I newyorchesi spesso si lamentano della subway, per il costo elevato, per le scarse infrastrutture dedicate a disabili, ad anziani o a madri con bambini. Che cosa ne pensa lei? Quali sono i maggiori problemi del trasporto pubblico di New York?
Alcune delle installazioni che compongono la mostra “Bringing Back the City”. Foto: Anna Cugini
“Sì, è vero, gli utenti spesso tendono a lamentarsi della metropolitana. È una rete di infrastrutture vecchia ed enorme quindi, naturalmente, ci sono cose di cui lamentarsi. Il New York Transit Museum cerca proprio di spiegare quanto sia complicato questo sistema, quanto sia complicata la manutenzione e il rinnovamento stesso, in modo che la gente possa meglio comprendere come funziona e così, di conseguenza, capire perché sussistono quei disservizi di cui spesso ci si lamenta”.
Crede che preservare una sorta di memoria storica che riguardi la New York Public Transportation sia importante anche per le future generazioni?
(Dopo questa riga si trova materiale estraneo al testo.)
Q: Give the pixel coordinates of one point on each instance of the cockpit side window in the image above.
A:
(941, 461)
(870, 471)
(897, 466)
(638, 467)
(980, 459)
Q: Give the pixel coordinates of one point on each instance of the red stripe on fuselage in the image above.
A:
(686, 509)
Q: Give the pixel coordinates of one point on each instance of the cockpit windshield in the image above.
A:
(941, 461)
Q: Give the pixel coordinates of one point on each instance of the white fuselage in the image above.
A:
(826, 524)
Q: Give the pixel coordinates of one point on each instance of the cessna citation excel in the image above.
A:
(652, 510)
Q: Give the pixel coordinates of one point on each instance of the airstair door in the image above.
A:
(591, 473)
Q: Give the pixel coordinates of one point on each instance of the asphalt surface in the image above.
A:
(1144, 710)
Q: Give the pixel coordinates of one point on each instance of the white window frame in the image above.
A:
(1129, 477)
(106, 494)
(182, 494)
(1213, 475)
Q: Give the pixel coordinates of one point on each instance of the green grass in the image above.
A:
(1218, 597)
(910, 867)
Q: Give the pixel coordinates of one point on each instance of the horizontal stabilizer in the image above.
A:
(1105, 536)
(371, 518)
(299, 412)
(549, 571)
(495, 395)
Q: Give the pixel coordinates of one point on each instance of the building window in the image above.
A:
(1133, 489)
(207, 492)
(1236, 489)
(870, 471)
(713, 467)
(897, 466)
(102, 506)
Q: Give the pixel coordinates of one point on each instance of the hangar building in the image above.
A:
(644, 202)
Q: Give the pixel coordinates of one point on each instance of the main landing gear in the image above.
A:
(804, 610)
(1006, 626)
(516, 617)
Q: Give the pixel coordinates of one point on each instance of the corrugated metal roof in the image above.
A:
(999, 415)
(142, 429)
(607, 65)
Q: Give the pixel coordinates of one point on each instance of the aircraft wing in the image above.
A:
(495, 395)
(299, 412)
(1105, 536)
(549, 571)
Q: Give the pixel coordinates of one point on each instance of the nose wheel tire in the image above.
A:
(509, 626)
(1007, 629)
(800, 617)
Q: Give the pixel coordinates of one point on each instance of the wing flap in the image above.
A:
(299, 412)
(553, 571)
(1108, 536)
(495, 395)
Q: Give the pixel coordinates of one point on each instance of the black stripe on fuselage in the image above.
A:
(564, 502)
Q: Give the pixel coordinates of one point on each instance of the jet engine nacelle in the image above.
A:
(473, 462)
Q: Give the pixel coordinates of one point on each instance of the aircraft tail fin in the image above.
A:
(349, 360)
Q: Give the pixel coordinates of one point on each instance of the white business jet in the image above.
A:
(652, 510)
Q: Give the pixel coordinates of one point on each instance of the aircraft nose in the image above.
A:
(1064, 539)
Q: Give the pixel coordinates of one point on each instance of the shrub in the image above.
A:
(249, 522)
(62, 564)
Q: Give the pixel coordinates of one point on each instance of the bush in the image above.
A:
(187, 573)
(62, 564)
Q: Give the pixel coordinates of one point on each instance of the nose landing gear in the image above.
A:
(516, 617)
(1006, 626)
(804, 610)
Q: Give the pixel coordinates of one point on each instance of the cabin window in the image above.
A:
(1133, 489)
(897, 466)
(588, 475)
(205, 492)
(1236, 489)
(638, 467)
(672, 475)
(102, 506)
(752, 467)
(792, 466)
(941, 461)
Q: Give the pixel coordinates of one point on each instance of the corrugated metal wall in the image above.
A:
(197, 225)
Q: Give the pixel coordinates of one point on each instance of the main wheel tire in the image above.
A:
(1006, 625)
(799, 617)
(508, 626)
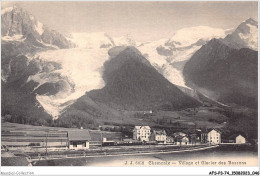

“Direi di sì. Questa è una storia affascinante, i cui protagonisti sono stati pionieri nel costruire una rete di viabilità che ha reso possibili nuovi commerci, nuovi scambi, nuove connessioni tra le persone, che le ha rese più vicine sebbene lontane negli spazi. Che forse ha reso New York quella città che noi conosciamo oggi e di cui i giovani beneficiano”.